İKİ yıl kadar önce İzmir'de yaşayanların ve İzmir'i yönetenlerin Göztepe'yi sahipsiz bırakmalarına tepki amacıyla kaleme aldığım bir yazıyı şu cümlelerle noktalamıştım:
Ben Göztepeli değilim. Yakın çevrem Altaylı olarak bilse de, 3. Lig'e düştüğü günden bu yana soranlara "Göztepeliyim" diyorum. Herkese tavsiye ederim...
Şövalye ruhuyla sarfedilmemişti bu sözler.
Zayıftan yana olmak, dar gününde bir dosta omuz vermek gibi duygusal misyonu da yoktu.
Aynı yazıda, ’’Bu kentin en önemli simgelerinden biri. Milyonları peşinden sürükleyen bir fenomen. 80 yılın imbiğinden süzülmüş bir kültürdür" diye tanımladığım Göztepe'ye sırt çevirenlere isyanın bir ifadesiydi.
Ama bugün aynı cümleyi yazabilir miyim, bilmiyorum. Daha doğrusu sanmıyorum.
Hatta en zor gününde, "Alayına isyan, ölümüne Göztepe" diye haykıranların bile geldiğimiz noktada Göztepeliliklerini sorguladıklarına inanıyorum. Çünkü Göztepe artık sadece Göztepe değil.
Göztepe artık altın...
Göztepe artık petrol...
Göztepe artık para...
Göztepe artık hisse senedi...
Göztepe artık yatırım...
Kimse kalkıp,"Endüstriyel futbol... Global ekonomi" mavalları okumasın.
Efsane bitti...
83 yılda yazılan destan, tek bir imzayla tarihin çöplüğüne atıldı.

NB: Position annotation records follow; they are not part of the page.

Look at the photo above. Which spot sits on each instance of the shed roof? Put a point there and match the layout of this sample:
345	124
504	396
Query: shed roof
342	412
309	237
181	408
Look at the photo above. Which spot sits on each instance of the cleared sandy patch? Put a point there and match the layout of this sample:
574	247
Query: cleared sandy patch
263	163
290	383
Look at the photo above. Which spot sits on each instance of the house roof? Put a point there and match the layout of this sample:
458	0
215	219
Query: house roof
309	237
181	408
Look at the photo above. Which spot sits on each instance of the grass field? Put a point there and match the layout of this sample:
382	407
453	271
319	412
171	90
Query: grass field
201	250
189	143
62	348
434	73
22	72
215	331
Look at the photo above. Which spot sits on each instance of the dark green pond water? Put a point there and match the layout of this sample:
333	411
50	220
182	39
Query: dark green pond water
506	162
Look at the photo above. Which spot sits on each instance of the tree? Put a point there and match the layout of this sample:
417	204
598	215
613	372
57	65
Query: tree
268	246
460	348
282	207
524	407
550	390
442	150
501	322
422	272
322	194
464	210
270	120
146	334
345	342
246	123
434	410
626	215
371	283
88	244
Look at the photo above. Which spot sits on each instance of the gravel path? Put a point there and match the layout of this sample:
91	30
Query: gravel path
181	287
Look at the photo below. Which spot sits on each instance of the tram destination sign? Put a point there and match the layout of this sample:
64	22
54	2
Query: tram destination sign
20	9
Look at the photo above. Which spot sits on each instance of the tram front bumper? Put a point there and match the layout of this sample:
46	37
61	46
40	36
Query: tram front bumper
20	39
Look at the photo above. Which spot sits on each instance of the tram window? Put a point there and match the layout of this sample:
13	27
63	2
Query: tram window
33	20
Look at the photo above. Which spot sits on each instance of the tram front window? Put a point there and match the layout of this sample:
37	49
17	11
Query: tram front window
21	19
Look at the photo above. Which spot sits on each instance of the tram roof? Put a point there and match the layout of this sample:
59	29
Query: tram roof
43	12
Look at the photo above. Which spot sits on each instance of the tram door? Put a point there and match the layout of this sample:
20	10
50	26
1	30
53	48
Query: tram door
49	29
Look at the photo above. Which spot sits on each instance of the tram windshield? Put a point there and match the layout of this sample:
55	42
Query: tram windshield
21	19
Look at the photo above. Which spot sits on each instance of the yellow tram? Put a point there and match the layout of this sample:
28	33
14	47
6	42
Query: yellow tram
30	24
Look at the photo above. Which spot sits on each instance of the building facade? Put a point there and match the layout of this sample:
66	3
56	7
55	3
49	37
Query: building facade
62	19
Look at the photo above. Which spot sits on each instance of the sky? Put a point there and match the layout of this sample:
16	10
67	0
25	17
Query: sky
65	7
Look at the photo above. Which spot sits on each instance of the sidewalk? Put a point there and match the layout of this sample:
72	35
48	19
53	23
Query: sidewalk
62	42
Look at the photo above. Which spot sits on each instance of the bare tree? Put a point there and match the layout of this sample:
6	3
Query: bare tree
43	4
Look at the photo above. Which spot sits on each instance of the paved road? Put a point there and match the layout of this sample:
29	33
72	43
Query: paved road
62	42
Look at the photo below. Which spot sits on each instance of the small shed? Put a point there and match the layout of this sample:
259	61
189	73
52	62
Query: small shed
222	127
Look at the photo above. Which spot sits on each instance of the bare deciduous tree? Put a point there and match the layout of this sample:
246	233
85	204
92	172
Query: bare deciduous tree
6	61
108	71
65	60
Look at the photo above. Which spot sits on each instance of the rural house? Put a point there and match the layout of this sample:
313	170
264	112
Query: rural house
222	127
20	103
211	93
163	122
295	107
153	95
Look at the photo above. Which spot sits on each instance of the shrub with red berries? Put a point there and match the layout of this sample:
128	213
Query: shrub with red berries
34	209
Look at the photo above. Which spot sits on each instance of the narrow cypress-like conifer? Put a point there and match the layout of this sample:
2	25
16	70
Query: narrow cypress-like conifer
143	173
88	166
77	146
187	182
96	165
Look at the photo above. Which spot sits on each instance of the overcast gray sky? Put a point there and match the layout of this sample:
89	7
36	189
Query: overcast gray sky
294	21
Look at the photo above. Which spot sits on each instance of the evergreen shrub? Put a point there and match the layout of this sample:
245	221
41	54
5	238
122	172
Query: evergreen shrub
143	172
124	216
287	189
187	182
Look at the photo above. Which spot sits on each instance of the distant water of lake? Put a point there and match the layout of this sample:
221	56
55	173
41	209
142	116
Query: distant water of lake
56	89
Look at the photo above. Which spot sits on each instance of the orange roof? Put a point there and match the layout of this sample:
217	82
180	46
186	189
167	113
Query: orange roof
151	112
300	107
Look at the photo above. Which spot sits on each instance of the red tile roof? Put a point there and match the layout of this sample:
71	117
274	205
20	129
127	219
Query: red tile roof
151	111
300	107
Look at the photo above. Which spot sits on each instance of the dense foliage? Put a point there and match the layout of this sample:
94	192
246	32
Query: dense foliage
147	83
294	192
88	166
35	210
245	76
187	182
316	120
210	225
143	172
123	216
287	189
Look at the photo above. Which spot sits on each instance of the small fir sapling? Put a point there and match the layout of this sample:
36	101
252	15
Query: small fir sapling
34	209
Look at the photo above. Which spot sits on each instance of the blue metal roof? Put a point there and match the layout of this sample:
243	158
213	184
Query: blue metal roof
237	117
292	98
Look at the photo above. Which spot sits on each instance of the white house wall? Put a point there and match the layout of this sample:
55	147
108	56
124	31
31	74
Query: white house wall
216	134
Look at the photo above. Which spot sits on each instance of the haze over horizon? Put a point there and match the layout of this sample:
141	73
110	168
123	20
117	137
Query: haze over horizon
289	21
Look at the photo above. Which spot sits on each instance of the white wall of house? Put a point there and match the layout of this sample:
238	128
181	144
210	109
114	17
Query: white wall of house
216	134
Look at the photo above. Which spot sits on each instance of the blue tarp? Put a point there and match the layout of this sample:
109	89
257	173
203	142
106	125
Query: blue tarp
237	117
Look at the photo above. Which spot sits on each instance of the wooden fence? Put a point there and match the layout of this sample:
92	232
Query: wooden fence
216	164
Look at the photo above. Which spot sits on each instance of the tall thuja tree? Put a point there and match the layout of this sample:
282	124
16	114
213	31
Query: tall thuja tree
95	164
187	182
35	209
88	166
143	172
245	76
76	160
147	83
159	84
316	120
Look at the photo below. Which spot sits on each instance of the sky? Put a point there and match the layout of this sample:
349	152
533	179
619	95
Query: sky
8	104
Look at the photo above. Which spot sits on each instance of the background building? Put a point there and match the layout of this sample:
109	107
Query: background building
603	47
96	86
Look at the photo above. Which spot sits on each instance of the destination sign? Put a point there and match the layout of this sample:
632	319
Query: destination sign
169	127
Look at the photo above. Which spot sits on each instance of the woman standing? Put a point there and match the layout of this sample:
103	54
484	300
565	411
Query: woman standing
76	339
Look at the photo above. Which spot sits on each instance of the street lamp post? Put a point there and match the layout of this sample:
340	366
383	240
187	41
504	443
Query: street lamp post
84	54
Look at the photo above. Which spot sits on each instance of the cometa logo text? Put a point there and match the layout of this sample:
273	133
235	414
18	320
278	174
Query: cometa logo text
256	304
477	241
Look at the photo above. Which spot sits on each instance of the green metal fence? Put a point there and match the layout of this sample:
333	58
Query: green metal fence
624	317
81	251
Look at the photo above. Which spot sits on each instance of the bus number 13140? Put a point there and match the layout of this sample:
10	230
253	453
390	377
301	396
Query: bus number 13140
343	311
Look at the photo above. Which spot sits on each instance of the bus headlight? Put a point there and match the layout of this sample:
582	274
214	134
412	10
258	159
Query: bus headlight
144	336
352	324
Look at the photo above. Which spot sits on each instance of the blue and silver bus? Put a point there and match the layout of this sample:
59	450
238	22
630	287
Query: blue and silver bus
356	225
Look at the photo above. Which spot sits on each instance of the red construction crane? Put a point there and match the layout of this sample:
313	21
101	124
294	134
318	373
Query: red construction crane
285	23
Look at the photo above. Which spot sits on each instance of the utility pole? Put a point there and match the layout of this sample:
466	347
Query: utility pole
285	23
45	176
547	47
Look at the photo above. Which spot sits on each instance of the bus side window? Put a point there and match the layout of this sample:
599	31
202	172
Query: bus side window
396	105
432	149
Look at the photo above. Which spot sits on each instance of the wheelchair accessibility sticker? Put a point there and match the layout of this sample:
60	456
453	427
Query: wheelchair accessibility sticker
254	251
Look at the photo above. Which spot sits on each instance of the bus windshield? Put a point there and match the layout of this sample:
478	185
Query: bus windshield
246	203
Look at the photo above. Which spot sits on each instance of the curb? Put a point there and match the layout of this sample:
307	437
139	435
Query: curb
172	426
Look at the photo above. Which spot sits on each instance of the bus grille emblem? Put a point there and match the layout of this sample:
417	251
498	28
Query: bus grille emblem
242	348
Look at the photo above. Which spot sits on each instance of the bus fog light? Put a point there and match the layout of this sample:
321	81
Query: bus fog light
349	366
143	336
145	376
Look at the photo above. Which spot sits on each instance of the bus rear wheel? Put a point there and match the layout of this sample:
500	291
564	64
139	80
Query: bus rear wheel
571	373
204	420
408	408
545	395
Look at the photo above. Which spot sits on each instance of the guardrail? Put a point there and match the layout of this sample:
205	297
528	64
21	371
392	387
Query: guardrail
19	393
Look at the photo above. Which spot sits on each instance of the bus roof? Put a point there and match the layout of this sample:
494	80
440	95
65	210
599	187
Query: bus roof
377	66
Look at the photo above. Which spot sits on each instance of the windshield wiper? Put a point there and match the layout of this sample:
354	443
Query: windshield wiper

Maç almakla kulüp almak arasındaki farkı algılayamayanlar 83 yıllık bir saflığı, 83 yıllık bir masumiyeti kirlettiler...
Değer miydi Nevzat Abi?
Değer miydi Halil Abi?
Değer miydi Mehmet Abi, Fevzi Abi, Ertan Abi, Ceyhan Abi, Nihat Abi?